In any case, why has it been very enigmatic for government to talk about building more refineries, so we can get out of this needless jinxed fix of importation of petroleum products? If the existing refineries are no longer serviceable (even though regular Turn Around Maintenance has hardly made them strong enough to produce at installed capacity). Why is government not thinking in the direction of building new or more refineries? What has happened to the much-talked about modular refineries? Why is government not supporting those interested to get it started? Does the continued importation not a perfect example of ‘penny wise, pounds foolish?’ Must foolishness continue to remain in the bosom of those in government?

Is it because the continued importation profits and benefits a certain cabal in government?
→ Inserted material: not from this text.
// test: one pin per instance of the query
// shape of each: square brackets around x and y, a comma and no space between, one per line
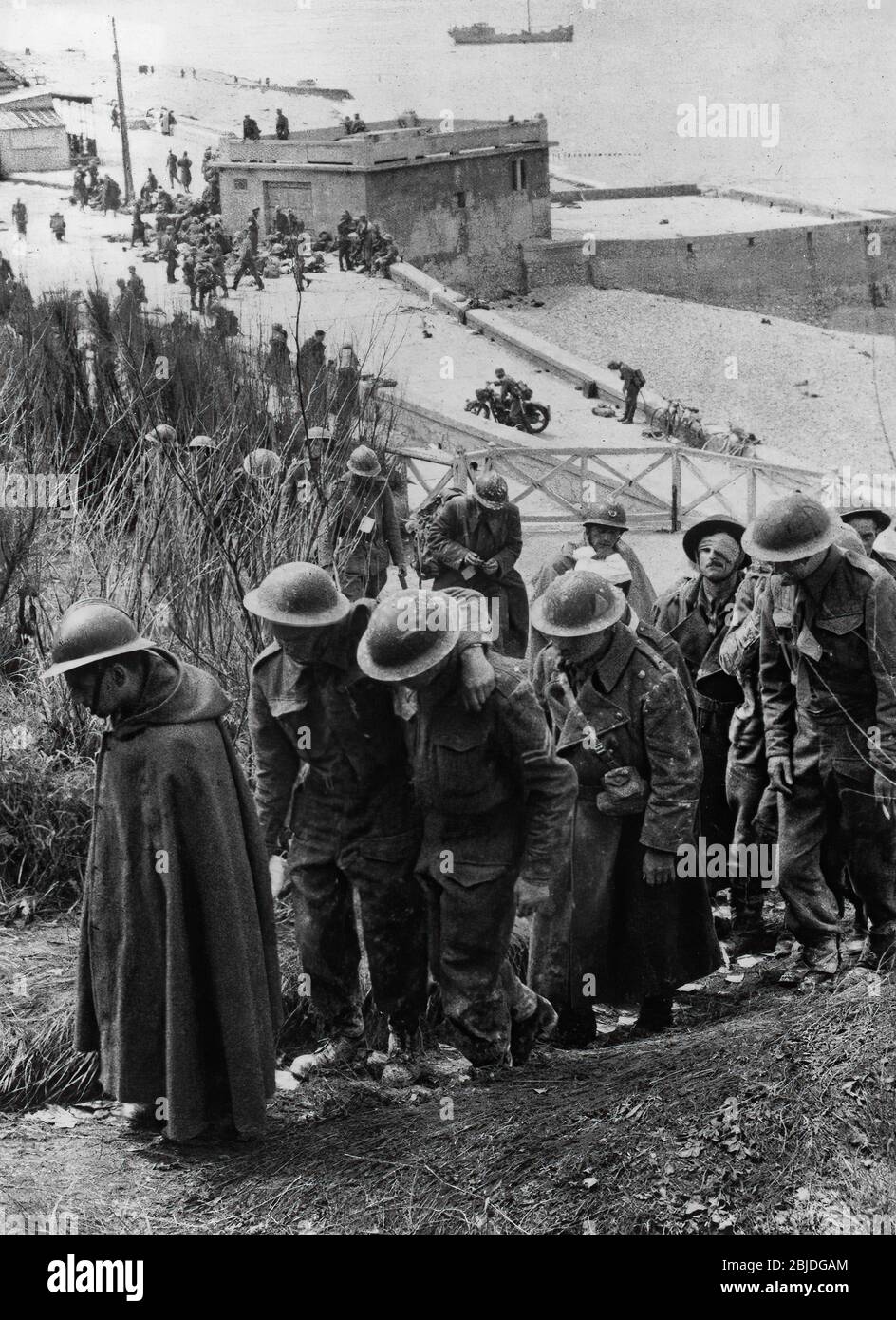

And pray, was it not last year that the Dangote refinery was billed to have started production? What is the new date?

Last Tuesday, in buckling, the federal government explained that the subsidy removal plan has been suspended for 18 months, apparently to ensure that the burden and consequences of whatever decision thereof, would no longer be that of the sitting President. In 17 months or so from now, his tenure would end, by May 29, 2023.

Already, the failure to carry on with the subsidy removal plan would mean the return of the Petroleum Industrial Act (PIA) back to the National Assembly, as the existing PIA has no provision for fuel subsidy. So, for how long shall we keep postponing the evil day? While many Nigerians believe that the so-called subsidy is just about the only thing they get or benefit as citizens of an oil-producing country, so it should not be removed, a few, largely the elite, argue that the real beneficiaries of the subsidy regime are the powerful cabal in and out of government, and not the ordinary hapless poor Nigerians, therefore, it should be completely removed, so we can face reality. I belong to the latter group.

We cannot continue to support the greed and crookery of a handful of us at the expense of the larger public.

But more importantly, is the urgent need for government to build new refineries and wrest Nigeria from the captivity of needless importation. If we have local refineries that can refine for local use, Nigeria would be out of the dark wood of continued fuel importation, with all its concomitant troubles and economic complications.

In all, the decision of the federal government to suspend the removal of the fuel subsidy is clearly, a politically expedient move, not only to save whatever that is left of the image of the ruling APC, but also to suspend the pepperish anguish of Nigerians who are literally grinding their teeth, in the light of the crushing strokes of the economy.